Des chercheurs veulent fabriquer de l'oxygène avec l'eau salée de Mars
La planète rouge est très froide. L'eau présente sous le sol de Mars n'est pas gelée et presque certainement pleine de sel, ce qui abaisse sa température de congélation. Si il n'est pas possible de boire de l'eau salée, la méthode habituelle utilisant l'électricité (électrolyse) pour la décomposer en oxygène (pour respirer) et en hydrogène (pour le carburant) permet d'en éliminer le sel. Une entreprise lourde et coûteuse dans un environnement difficile et dangereux.
Cependant, si l'oxygène et l'hydrogène pouvaient être directement séparés de l'eau saumâtre, ce processus d'électrolyse de la saumure serait beaucoup moins compliqué, et moins coûteux.
Les ingénieurs de la McKelvey School of Engineering de l'Université de Washington à Saint-Louis ont développé un système qui fait exactement cela. Leurs recherches ont été publiées dans The Proceedings of the National Academy of Sciences (PNAS).
L'équipe de chercheurs n'a pas simplement validé son système d'électrolyse de la saumure dans des conditions terrestres typiques. Le système a été examiné dans une atmosphère martienne simulée à -36 °.
« Notre électrolyseur de saumure martien change radicalement le calcul logistique des missions sur Mars et au-delà », a déclaré Ramani, professeur au Département de génie énergétique, environnemental et chimique. « Cette technologie est également utile sur Terre où elle ouvre les océans comme source viable d'oxygène et de carburant ».
Durant l'été 2008, la sonde Phoenix de la NASA a "touché et goûté" de l'eau martienne, des vapeurs de glace fondue déterrées par l'atterrisseur. Depuis, l'orbiteur Mars Express de l'Agence spatiale européenne a découvert plusieurs étangs souterrains d'eau qui restent à l'état liquide grâce à la présence de perchlorate de magnésium (sel).
Pour vivre (même temporairement) sur Mars, sans parler du retour sur Terre, les astronautes devront fabriquer certains des produits de première nécessité, y compris de l'eau et du carburant, sur la planète rouge. Le rover Perseverance de la NASA est maintenant en route vers Mars, transportant des instruments qui utiliseront l'électrolyse à haute température. Cependant, l'expérience d'utilisation in situ des ressources en oxygène de Mars (MOXIE) produira de l'oxygène uniquement à partir du dioxyde de carbone dans l'air.

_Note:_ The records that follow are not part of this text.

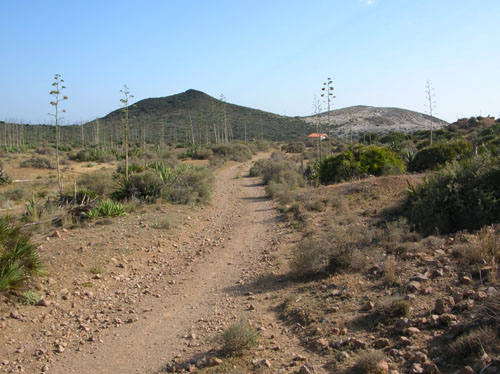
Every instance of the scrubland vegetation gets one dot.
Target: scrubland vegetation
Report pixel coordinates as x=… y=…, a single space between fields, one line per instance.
x=405 y=264
x=398 y=240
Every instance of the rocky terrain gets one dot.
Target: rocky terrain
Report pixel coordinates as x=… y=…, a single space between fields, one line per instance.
x=364 y=119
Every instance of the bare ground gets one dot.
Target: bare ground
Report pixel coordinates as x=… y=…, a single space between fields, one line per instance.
x=158 y=298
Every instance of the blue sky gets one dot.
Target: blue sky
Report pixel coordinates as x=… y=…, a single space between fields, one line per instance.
x=272 y=55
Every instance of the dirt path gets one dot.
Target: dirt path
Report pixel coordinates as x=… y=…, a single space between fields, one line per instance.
x=222 y=249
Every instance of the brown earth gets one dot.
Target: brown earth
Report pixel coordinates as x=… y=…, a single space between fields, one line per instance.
x=153 y=288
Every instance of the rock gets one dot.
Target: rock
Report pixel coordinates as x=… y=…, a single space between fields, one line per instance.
x=465 y=280
x=404 y=341
x=465 y=305
x=321 y=343
x=420 y=357
x=420 y=278
x=215 y=361
x=381 y=343
x=382 y=367
x=441 y=306
x=369 y=305
x=358 y=343
x=426 y=291
x=430 y=368
x=43 y=302
x=342 y=355
x=437 y=273
x=412 y=331
x=306 y=369
x=416 y=368
x=401 y=324
x=466 y=370
x=413 y=286
x=447 y=318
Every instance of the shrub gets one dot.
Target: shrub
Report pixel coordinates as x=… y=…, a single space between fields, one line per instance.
x=106 y=208
x=37 y=163
x=464 y=195
x=202 y=154
x=437 y=155
x=4 y=178
x=101 y=184
x=189 y=185
x=18 y=258
x=308 y=258
x=232 y=151
x=239 y=337
x=28 y=298
x=295 y=147
x=370 y=362
x=470 y=346
x=359 y=160
x=144 y=186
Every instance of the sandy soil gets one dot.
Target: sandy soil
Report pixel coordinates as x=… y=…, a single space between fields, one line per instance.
x=155 y=295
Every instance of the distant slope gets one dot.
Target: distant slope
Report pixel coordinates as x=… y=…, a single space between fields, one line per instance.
x=174 y=116
x=374 y=119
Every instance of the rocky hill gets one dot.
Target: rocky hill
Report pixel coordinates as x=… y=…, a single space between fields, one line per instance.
x=364 y=119
x=194 y=113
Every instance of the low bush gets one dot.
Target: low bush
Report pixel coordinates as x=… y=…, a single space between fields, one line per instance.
x=19 y=259
x=359 y=160
x=463 y=195
x=239 y=337
x=232 y=151
x=202 y=154
x=4 y=178
x=92 y=155
x=101 y=184
x=184 y=184
x=106 y=208
x=437 y=155
x=370 y=362
x=37 y=163
x=472 y=345
x=295 y=147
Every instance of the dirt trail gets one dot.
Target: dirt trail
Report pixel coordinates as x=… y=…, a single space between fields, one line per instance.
x=222 y=248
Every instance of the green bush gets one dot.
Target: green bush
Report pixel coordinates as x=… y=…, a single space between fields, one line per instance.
x=37 y=163
x=295 y=147
x=202 y=154
x=189 y=185
x=463 y=195
x=4 y=178
x=19 y=259
x=106 y=208
x=359 y=160
x=232 y=151
x=144 y=186
x=92 y=155
x=239 y=337
x=101 y=184
x=437 y=155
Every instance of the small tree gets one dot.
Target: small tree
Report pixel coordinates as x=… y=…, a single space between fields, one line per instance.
x=58 y=98
x=125 y=120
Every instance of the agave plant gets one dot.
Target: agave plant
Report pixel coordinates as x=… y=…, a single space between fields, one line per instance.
x=19 y=259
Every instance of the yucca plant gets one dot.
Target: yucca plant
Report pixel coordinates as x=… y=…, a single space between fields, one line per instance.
x=19 y=259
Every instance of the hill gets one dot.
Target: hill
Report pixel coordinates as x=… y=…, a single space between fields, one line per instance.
x=364 y=119
x=196 y=115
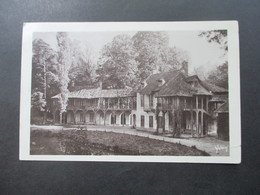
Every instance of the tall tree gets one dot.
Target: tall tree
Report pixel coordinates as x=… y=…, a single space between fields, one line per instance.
x=151 y=50
x=82 y=71
x=117 y=65
x=216 y=36
x=219 y=76
x=65 y=55
x=43 y=62
x=155 y=55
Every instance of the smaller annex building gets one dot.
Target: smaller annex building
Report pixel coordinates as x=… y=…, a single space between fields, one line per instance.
x=97 y=106
x=165 y=102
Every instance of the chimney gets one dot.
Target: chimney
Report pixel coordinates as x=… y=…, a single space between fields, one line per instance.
x=184 y=68
x=100 y=84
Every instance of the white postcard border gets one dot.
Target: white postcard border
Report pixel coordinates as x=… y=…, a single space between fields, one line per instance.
x=233 y=72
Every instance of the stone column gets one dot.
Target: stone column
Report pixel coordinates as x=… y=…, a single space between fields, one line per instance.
x=201 y=123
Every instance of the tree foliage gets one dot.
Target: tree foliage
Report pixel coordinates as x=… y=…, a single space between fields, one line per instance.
x=82 y=72
x=219 y=76
x=44 y=78
x=126 y=61
x=217 y=36
x=117 y=65
x=64 y=62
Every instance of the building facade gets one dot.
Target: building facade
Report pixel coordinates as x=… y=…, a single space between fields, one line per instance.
x=166 y=102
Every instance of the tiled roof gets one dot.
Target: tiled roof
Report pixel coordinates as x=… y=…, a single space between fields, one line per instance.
x=177 y=86
x=219 y=98
x=153 y=84
x=223 y=108
x=213 y=88
x=192 y=78
x=100 y=93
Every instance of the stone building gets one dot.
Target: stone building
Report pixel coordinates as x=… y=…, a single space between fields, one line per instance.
x=166 y=102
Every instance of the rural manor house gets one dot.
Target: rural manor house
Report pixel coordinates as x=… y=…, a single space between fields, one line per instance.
x=166 y=101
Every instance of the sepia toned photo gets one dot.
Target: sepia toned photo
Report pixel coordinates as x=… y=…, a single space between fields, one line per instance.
x=131 y=91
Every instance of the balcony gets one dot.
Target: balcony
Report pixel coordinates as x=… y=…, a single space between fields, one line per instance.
x=124 y=107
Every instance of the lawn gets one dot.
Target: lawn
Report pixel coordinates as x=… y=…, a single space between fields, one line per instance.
x=76 y=142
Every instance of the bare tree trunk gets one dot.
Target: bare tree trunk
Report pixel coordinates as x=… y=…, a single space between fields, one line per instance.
x=60 y=117
x=44 y=91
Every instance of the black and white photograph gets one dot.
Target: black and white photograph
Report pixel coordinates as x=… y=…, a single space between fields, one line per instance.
x=131 y=91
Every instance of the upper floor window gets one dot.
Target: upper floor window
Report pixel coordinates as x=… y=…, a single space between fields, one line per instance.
x=142 y=100
x=71 y=101
x=151 y=100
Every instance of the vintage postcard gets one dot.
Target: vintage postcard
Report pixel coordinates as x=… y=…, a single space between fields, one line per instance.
x=131 y=92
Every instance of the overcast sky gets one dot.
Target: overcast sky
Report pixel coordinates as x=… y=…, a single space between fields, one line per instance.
x=201 y=53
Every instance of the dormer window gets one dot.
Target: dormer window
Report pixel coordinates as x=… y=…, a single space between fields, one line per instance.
x=161 y=82
x=143 y=83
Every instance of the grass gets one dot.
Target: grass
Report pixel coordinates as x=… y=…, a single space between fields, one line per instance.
x=76 y=142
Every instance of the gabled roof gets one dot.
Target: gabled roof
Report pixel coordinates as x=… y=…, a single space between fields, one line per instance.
x=192 y=78
x=213 y=88
x=153 y=84
x=177 y=86
x=223 y=108
x=99 y=93
x=219 y=98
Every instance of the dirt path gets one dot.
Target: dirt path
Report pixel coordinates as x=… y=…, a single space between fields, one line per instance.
x=211 y=145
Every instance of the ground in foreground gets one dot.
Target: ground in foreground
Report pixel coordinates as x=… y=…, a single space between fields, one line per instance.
x=76 y=142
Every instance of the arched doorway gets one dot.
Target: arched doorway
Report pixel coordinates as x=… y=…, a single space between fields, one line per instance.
x=57 y=116
x=112 y=118
x=134 y=120
x=70 y=116
x=123 y=119
x=79 y=117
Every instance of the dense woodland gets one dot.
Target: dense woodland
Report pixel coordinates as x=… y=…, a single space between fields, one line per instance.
x=123 y=63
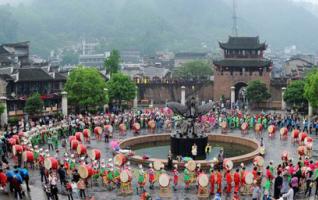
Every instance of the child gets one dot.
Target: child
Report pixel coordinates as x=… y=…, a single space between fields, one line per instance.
x=69 y=190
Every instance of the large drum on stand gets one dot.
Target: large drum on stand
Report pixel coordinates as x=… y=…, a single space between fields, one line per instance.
x=94 y=154
x=50 y=163
x=85 y=171
x=164 y=180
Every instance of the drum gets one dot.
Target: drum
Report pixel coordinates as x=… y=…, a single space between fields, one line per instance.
x=157 y=165
x=203 y=180
x=152 y=124
x=94 y=154
x=228 y=164
x=271 y=129
x=120 y=159
x=249 y=178
x=191 y=165
x=302 y=136
x=122 y=127
x=12 y=141
x=244 y=126
x=21 y=134
x=81 y=149
x=85 y=171
x=124 y=177
x=28 y=156
x=309 y=146
x=164 y=180
x=301 y=150
x=262 y=150
x=283 y=132
x=259 y=161
x=285 y=155
x=109 y=128
x=79 y=136
x=98 y=130
x=308 y=140
x=17 y=149
x=17 y=139
x=295 y=133
x=50 y=163
x=136 y=127
x=224 y=125
x=258 y=127
x=74 y=144
x=87 y=133
x=71 y=138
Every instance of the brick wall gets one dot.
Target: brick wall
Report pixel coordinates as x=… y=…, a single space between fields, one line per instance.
x=223 y=83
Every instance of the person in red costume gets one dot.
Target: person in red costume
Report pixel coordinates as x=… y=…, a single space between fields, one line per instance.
x=269 y=174
x=3 y=179
x=219 y=181
x=237 y=180
x=228 y=178
x=151 y=175
x=175 y=177
x=212 y=181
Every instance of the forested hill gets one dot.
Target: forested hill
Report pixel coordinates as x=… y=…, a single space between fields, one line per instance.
x=150 y=25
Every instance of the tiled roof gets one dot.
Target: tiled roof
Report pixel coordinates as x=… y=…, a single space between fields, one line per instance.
x=33 y=74
x=243 y=43
x=242 y=62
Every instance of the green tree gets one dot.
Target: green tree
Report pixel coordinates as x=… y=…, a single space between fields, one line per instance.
x=294 y=94
x=2 y=107
x=194 y=70
x=85 y=87
x=311 y=87
x=70 y=57
x=112 y=62
x=34 y=104
x=121 y=88
x=257 y=92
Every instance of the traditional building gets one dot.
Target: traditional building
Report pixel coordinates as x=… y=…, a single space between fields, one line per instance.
x=243 y=62
x=16 y=85
x=14 y=54
x=94 y=60
x=184 y=57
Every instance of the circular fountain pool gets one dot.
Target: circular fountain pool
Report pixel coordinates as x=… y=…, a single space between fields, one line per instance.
x=237 y=149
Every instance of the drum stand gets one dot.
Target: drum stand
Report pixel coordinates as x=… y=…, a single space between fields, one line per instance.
x=203 y=192
x=246 y=189
x=125 y=188
x=165 y=192
x=223 y=130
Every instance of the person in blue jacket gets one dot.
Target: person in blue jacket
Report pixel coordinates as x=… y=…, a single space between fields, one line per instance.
x=25 y=176
x=16 y=182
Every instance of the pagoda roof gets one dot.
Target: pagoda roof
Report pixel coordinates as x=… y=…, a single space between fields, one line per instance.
x=242 y=62
x=251 y=43
x=33 y=74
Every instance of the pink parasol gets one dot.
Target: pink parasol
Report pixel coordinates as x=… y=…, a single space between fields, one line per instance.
x=114 y=144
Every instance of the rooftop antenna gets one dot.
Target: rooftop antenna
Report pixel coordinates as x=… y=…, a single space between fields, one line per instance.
x=234 y=28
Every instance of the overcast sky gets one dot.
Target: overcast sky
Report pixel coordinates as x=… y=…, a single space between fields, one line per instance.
x=19 y=1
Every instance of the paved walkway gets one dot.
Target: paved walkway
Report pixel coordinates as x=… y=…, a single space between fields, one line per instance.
x=274 y=148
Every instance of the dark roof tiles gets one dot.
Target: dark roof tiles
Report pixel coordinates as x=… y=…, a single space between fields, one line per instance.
x=252 y=43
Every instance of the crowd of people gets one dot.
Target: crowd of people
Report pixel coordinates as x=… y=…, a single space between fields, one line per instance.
x=288 y=178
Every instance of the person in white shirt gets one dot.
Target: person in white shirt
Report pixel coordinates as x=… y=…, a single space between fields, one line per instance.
x=290 y=194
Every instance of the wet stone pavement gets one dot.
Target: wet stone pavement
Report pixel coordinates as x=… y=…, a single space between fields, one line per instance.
x=274 y=148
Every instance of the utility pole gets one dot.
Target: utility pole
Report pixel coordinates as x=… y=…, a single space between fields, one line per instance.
x=234 y=28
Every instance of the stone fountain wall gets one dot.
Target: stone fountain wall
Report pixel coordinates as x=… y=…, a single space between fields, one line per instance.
x=204 y=164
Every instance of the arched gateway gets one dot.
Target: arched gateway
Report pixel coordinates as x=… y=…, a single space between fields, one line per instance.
x=243 y=61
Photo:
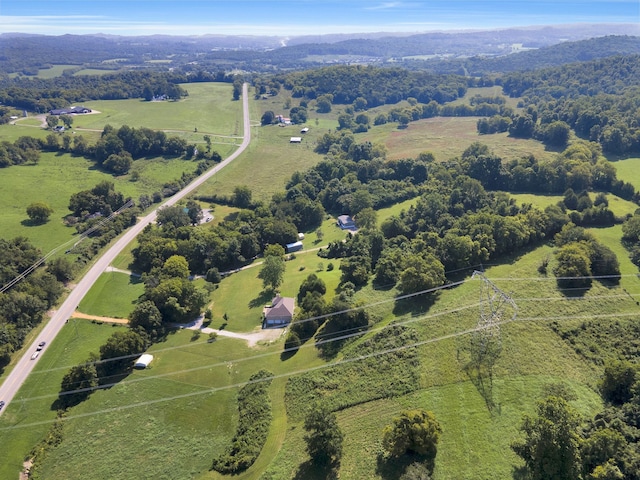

Le système développé dans le laboratoire de Ramani peut produire 25 fois plus d'oxygène que MOXIE en utilisant la même quantité d'énergie. Il produit également de l'hydrogène, qui pourrait être utilisé pour alimenter le retour des astronautes.
« Notre nouvel électrolyseur de saumure incorpore une anode de pyrochlore de ruthénate de plomb développée par notre équipe en conjonction avec une cathode platine sur carbone », a déclaré Ramani. « Ces composants soigneusement conçus, associés à l'utilisation optimale des principes traditionnels de l'ingénierie électrochimique, ont produit cette haute performance ».
La conception soignée et l'anode unique permettent au système de fonctionner sans avoir besoin de chauffer ou de purifier la source d'eau. « Paradoxalement, le perchlorate dissous dans l'eau les impuretés », a déclaré Shrihari Sankarasubramanian, chercheur scientifique dans le groupe de Ramani et co-auteur de l'article.
« Elles empêchent l'eau de geler, et améliorent également les performances du système d'électrolyseur en abaissant la résistance électrique ».
En règle générale, les électrolyseurs à eau utilisent de l'eau désionisée hautement purifiée, ce qui augmente le coût du système. Un système qui peut fonctionner avec de l'eau non purifiée et salée, comme la technologie démontrée par l'équipe de Ramani, peut considérablement améliorer la proposition de valeur économique des électrolyseurs d'eau, y compris sur la planète Terre.
« Après avoir démontré ces électrolyseurs dans des conditions martiennes exigeantes, nous avons l'intention de les déployer également dans des conditions beaucoup plus douces sur Terre pour utiliser des alimentations en eau saumâtre ou salée pour produire de l'hydrogène et de l'oxygène, par exemple par électrolyse de l'eau de mer », a déclaré Pralay Gayen, également coauteur de cette étude.
De telles applications pourraient être utiles dans le domaine de la défense, créant par exemple de l'oxygène à la demande dans les sous-marins. Il pourrait également fournir de l'oxygène lorsque nous explorons des environnements inexplorés plus près de chez nous, en haute mer.